Offering fraud/nanotechnology: SEC v. Nanotech Engineering, Inc., Civil Action No. 1:19-cv-03633 (D.D.C. Filed Dec. 5, 2019) names as defendants the firm, Michael Sweaney, David Sweaney and Jeffery Gange. Defendants are, respectively, a firm claimed to be developing a revolutionary solar panel, CFO Michael Sweaney, a convicted securities fraudster, CEO and nephew David Sweaney and COO Jeffery Gange. The complaint centers on the sale of private placement shares under a Reg. D notice, beginning about two years ago and which is on-going. During that period, Defendants have raised about $9.4 million from investors using a series of false representation. Those include the failure to disclose Michael Sweaney’s prior criminal conviction, a claim that Defendants would receive little of the investor cash raised and a representation about commissions. In fact, Defendants used boiler room tactics and others employing that approach to solicit investors. Portions of the investor funds were diverted to the personal use of defendant. The complaint alleges an on-going fraud and violations of Securities Act Section 17(a) and Exchange Act Section 10(b). The Commission obtained an asset freeze on filing. See Lit. Rel. No. 24688 (Dec. 11, 2019).

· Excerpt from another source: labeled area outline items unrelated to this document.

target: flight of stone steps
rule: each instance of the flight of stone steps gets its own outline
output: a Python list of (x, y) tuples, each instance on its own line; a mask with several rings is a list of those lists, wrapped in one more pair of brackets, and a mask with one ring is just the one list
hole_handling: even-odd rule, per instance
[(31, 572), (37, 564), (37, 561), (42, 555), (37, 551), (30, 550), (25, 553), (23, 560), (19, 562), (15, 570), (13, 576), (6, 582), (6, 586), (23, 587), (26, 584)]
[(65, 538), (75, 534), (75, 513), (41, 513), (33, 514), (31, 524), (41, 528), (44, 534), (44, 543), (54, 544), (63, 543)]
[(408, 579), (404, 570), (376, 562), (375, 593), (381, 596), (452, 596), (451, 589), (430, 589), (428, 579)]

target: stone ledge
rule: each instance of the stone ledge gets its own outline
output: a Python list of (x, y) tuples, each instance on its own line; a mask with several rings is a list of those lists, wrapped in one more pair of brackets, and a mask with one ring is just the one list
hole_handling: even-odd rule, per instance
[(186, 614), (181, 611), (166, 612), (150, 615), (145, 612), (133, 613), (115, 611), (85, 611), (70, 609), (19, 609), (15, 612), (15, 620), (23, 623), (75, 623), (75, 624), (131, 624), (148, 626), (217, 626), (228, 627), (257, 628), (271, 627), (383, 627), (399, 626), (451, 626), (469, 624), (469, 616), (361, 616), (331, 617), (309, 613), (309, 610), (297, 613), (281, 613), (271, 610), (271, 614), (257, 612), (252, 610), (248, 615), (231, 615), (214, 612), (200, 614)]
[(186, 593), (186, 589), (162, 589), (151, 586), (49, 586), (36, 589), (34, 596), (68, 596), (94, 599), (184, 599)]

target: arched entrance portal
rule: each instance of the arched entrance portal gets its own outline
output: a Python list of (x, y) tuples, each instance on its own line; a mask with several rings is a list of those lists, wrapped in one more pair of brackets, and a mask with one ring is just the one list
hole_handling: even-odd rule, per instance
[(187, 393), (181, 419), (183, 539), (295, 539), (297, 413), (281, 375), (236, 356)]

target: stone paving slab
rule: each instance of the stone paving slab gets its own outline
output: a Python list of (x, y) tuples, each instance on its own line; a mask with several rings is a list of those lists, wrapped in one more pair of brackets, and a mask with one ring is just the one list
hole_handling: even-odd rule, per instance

Offering fraud/real estate: SEC v. Palm Beach Atlantic Financial Group, LLC, Civil Action No. 9:19-cv-81652 (S.D. Fla. Filed Dec. 11, 2019) is an action which names as defendants the firm and William Smith, respectively, a manager and seller of real estate and the firm’s managing member. Over a three-year period, beginning in 2014, Defendant raised over $1 million from investors who were told that Palm Beach Atlantic was in the business of buying, remodeling and selling real estate. In fact, the funds raised were comingled with those from other ventures and used for a variety of purposes. Mr. Smith typically moved the funds through a number of accounts to support his various ventures. Defendants also falsely claimed to have a successful track record in the business. The complaint alleges violations of Securities Act Sections 5(a), 5(c) and 17(a) and Exchange Act Section 10(b). To resolve the matter each defendant consented to the entry of a permanent injunction based on the sections cited in the complaint. Defendants will also pay, on a joint and several basis, a penalty of $75,000. See Lit. Rel. No. 24689 (Dec. 11, 2019).